Whole Group and Shared Lesson Day 1 Coaching

My goal for the school year (new school year resolution) was to blog more. The beginning of the year has be really crazy traveling between three different buildings. This week my focus is supporting some different teachers in our reading block. The teachers at my school use Dorothy Barnhouse's reading strategies for teaching reading. The Barnhouse strategies encourages students to have real discussions about books and naturally use different reading strategies. The teacher names the strategy that the student uses (Wow, that was a really short explanation that does not do it justice. The students end up having wonderful discussions about text!).

Today I was lucky enough to begin in a classroom and model both shared and guided reading. It is so different to go into classrooms where I don't know the students; unlike when I had my class and I could predict how the students would respond to questions and be able to catch most behavior problems before they occurred. I made sure to begin the lesson with a quick assessment using red/green cards. I do not know if the students were comfortable with holding up the red side of the card to admit they were unsure about the statements I made.
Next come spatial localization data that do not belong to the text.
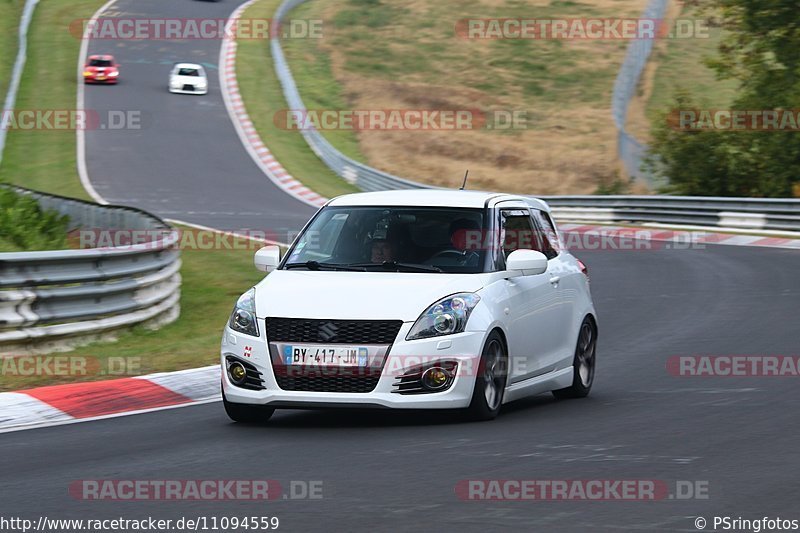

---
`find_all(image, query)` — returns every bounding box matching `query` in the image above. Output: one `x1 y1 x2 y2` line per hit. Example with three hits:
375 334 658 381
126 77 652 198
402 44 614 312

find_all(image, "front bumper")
221 321 485 410
84 76 118 84
169 86 208 95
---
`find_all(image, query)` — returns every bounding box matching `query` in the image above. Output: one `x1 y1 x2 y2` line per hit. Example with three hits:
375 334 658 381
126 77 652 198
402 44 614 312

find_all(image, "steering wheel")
429 250 466 261
429 249 479 264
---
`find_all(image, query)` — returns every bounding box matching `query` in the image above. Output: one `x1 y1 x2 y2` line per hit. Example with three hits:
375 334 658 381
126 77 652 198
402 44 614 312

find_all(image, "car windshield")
89 59 113 67
178 68 200 77
283 206 492 274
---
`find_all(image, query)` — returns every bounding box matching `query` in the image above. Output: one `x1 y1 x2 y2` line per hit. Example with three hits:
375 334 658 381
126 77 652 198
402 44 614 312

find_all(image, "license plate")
96 76 106 80
283 345 369 367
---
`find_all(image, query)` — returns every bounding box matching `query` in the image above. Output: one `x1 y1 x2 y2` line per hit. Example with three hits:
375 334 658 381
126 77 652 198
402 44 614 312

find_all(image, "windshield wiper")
283 261 366 272
346 261 442 273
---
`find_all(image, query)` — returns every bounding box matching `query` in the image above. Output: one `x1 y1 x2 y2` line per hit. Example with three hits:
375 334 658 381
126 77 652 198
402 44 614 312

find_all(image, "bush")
648 95 800 198
646 0 800 197
0 188 69 251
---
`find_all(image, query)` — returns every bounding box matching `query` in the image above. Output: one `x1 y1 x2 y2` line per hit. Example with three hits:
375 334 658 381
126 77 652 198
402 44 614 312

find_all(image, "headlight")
170 79 180 87
108 71 119 77
406 293 480 340
83 71 92 76
229 287 259 337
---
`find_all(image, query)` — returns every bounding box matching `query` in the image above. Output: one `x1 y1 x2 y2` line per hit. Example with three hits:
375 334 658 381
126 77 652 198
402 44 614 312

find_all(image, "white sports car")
168 63 208 95
221 190 597 422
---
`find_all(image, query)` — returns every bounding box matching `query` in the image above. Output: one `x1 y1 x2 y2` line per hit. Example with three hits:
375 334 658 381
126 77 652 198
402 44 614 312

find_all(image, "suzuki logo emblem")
319 322 339 341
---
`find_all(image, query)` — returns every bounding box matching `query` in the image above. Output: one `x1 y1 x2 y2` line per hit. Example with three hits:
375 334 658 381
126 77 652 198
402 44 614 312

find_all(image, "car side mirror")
254 245 281 273
506 249 548 277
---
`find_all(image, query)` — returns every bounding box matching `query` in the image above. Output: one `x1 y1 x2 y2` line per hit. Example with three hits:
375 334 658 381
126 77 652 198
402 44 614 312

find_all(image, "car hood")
171 75 205 84
254 271 491 321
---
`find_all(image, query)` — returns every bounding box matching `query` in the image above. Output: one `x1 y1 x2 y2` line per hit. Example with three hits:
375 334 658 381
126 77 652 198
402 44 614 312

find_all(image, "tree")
647 0 800 197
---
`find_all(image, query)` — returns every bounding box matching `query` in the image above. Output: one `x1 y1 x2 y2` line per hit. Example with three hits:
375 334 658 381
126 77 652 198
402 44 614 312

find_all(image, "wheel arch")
584 313 598 333
488 326 509 354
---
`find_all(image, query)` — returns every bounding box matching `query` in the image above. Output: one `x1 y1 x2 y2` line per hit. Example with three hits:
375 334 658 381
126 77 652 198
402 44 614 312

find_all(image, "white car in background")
169 63 208 95
221 190 597 423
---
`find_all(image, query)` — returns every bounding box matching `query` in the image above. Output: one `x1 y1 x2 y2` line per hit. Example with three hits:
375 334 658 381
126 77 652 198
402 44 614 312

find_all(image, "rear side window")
531 209 560 259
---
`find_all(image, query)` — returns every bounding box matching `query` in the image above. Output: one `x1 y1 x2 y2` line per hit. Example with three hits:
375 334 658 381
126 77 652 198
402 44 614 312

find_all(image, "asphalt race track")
6 0 798 531
2 243 799 531
83 0 316 234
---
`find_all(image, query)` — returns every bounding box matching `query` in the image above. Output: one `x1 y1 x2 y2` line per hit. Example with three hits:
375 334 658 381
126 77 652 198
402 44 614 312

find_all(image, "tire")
465 331 508 421
552 317 597 399
223 392 275 423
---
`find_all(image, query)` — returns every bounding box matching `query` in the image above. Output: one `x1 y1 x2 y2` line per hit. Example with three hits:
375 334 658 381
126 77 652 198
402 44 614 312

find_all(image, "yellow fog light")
229 361 247 385
421 367 451 391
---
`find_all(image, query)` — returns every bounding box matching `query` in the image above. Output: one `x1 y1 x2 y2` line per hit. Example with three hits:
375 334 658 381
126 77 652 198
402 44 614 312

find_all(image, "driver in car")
370 235 397 263
449 218 482 253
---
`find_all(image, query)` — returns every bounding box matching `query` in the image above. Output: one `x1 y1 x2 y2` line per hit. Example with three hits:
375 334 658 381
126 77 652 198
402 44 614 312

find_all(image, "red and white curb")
0 366 219 433
558 223 800 250
2 223 797 433
219 0 328 209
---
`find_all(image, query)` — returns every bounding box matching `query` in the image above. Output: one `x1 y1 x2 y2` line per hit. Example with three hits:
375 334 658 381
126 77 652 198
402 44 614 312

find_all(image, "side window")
531 209 559 259
501 210 537 260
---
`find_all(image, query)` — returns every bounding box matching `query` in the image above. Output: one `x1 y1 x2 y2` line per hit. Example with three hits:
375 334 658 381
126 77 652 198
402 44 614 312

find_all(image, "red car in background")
83 55 119 84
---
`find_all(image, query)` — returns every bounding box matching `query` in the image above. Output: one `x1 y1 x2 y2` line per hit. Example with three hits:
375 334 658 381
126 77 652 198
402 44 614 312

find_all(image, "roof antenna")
459 170 470 190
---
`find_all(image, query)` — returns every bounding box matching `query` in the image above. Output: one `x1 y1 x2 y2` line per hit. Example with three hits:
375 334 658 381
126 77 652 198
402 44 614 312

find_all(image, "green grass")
0 0 99 198
647 11 739 120
0 0 24 104
0 229 266 391
286 0 626 113
235 0 359 199
314 0 627 105
0 0 274 390
282 7 365 163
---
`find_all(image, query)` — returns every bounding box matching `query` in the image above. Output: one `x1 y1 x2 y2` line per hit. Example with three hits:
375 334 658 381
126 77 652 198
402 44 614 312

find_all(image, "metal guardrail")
272 0 431 193
270 0 800 233
0 187 182 353
611 0 668 185
543 196 800 232
0 0 40 165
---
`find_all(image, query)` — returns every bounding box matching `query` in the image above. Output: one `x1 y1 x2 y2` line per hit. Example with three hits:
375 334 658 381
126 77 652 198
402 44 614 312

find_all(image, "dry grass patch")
284 0 649 194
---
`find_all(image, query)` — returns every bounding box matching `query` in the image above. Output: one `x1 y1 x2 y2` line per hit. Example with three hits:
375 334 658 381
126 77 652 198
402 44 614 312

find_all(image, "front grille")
266 318 402 345
275 375 380 393
272 364 382 393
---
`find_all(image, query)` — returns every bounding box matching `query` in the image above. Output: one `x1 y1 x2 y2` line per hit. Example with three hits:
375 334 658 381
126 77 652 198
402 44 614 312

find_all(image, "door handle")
549 276 560 285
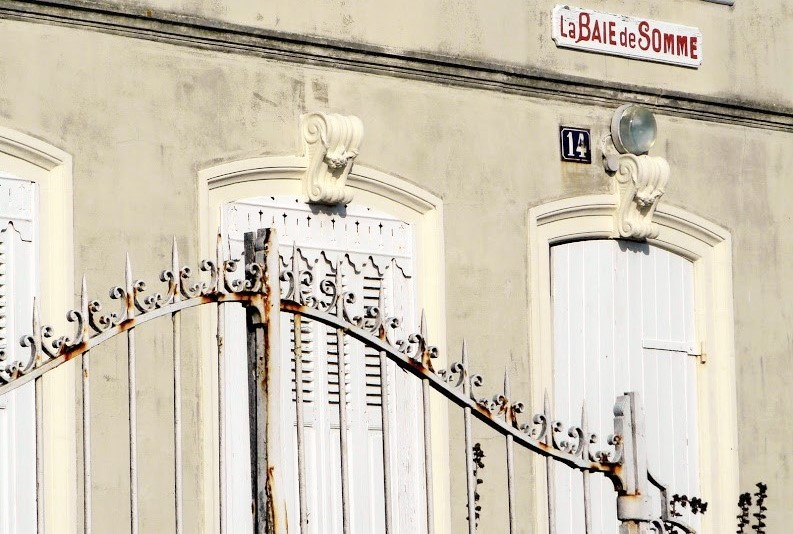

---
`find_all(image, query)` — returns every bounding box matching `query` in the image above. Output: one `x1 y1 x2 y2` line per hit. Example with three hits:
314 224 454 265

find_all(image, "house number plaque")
559 126 592 164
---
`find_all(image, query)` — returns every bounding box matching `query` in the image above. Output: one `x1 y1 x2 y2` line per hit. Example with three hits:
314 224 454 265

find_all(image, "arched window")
528 195 737 533
222 196 423 532
199 156 449 532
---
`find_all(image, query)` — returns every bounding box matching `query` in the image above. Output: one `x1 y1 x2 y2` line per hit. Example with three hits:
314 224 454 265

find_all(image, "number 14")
565 131 588 159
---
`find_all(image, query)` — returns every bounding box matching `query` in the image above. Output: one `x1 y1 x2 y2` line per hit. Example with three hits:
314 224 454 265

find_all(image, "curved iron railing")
0 229 697 534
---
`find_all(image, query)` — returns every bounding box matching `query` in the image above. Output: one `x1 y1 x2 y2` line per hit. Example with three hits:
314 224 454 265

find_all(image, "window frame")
198 156 449 532
528 194 737 534
0 127 75 532
220 194 425 532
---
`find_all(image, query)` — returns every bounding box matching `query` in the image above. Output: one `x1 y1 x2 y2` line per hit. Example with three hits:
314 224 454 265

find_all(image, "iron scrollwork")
5 239 621 474
1 236 268 387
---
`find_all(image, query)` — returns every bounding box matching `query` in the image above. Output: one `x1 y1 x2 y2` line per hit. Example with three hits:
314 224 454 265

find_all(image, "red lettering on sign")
577 12 591 42
676 34 688 56
553 7 701 66
591 20 602 42
638 21 650 50
663 33 675 54
651 28 662 52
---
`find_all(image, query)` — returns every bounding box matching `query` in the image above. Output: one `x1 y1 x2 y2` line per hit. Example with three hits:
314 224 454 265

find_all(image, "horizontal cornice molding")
3 0 793 133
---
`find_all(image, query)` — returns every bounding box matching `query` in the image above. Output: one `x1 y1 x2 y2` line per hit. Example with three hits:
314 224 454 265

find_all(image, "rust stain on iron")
266 466 277 533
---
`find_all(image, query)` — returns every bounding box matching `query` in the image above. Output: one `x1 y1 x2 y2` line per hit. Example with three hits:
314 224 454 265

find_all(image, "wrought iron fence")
0 228 698 533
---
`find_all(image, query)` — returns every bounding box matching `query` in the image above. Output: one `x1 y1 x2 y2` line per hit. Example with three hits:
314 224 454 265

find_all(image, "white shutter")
222 196 424 533
551 239 700 532
0 175 38 534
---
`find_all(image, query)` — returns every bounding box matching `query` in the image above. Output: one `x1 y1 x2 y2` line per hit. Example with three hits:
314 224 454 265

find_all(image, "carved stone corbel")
301 112 364 205
603 140 670 240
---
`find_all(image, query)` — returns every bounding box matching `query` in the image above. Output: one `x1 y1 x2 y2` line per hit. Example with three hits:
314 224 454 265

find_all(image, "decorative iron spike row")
504 373 525 430
279 246 375 328
416 311 437 371
434 343 624 467
278 247 437 365
277 245 439 381
1 236 270 386
543 399 620 464
4 237 621 472
389 310 438 369
280 245 317 307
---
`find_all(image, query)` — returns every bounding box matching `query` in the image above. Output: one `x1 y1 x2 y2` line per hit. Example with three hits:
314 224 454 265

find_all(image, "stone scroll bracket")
602 136 670 241
301 112 364 206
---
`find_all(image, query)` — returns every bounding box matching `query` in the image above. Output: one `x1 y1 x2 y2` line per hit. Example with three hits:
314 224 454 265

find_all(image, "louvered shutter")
222 196 425 533
551 239 700 532
0 174 37 534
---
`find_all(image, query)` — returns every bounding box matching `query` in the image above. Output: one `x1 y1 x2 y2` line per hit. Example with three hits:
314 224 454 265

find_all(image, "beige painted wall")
87 0 793 109
0 13 791 532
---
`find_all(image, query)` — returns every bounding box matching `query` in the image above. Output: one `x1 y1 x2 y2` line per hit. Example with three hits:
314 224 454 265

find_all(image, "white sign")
552 5 702 68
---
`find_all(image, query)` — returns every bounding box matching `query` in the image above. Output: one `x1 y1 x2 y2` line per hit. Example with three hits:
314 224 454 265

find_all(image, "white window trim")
528 194 737 534
0 126 76 533
198 156 449 533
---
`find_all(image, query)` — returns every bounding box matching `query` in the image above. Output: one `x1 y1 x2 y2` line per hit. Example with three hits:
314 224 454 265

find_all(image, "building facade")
0 0 791 532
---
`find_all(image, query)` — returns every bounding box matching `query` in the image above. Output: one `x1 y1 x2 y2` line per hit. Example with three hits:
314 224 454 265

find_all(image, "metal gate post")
613 392 655 534
245 228 283 533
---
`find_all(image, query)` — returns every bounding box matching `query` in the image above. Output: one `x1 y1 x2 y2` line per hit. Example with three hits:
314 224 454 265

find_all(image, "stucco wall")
0 12 791 532
54 0 793 110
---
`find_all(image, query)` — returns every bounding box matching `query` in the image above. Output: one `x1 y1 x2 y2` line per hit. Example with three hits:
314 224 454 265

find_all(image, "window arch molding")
197 155 449 532
0 126 76 532
528 194 737 534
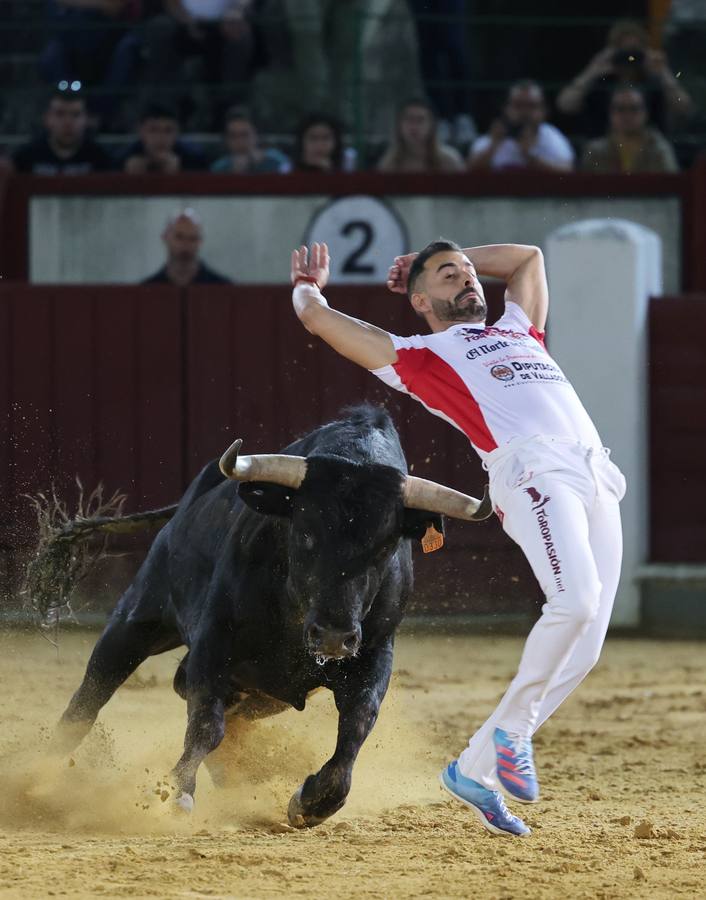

It was a little difficult to get a full class assessment using this method today (this may be more effective after I visit the classroom and build relationships with the students).  Below is the lesson plan for day one shared reading:
The pre assessment ended up taking longer than I had planned, so I needed to rethink my plans for the next day.  We also did not have time to write a story chart in our reader response notebooks because we took extended time on our discussion about the pre assessment prompt. 


Based on the running record data I collected I decided to spend a day on vocabulary with the guided reading groups. I usually jump right into the text during guided reading, but I noted that the students could use support with "debugging" the words before we got started. I also wanted to get to know the students as readers and so for me I like to talk about strategies they use when confronting an unknown word. After meeting with the small groups, I decided to rework the groups for Tuesday. I moved some of the students around so that they would be successful in the text I placed them in (Thank goodness for flexible grouping!).
I was a bit disappointed with how I scaffolded the first two groups I met with in guided. After the lesson I met with the reading specialist to see how I could increase the small group conversation with the groups that need a bit more support. She suggested that before scaffolding the questions/prompts I give the students, I should narrow down the text, sentence-by-sentence if I need to. The last two groups I met with seemed excited about the text I gave them and were reading to annotate like crazy and talk about patterns within the text.
I think it will go much more smoothly tomorrow now that I have completed running records with most students as well as asked comprehension questions. I have a better idea about how the students are as readers.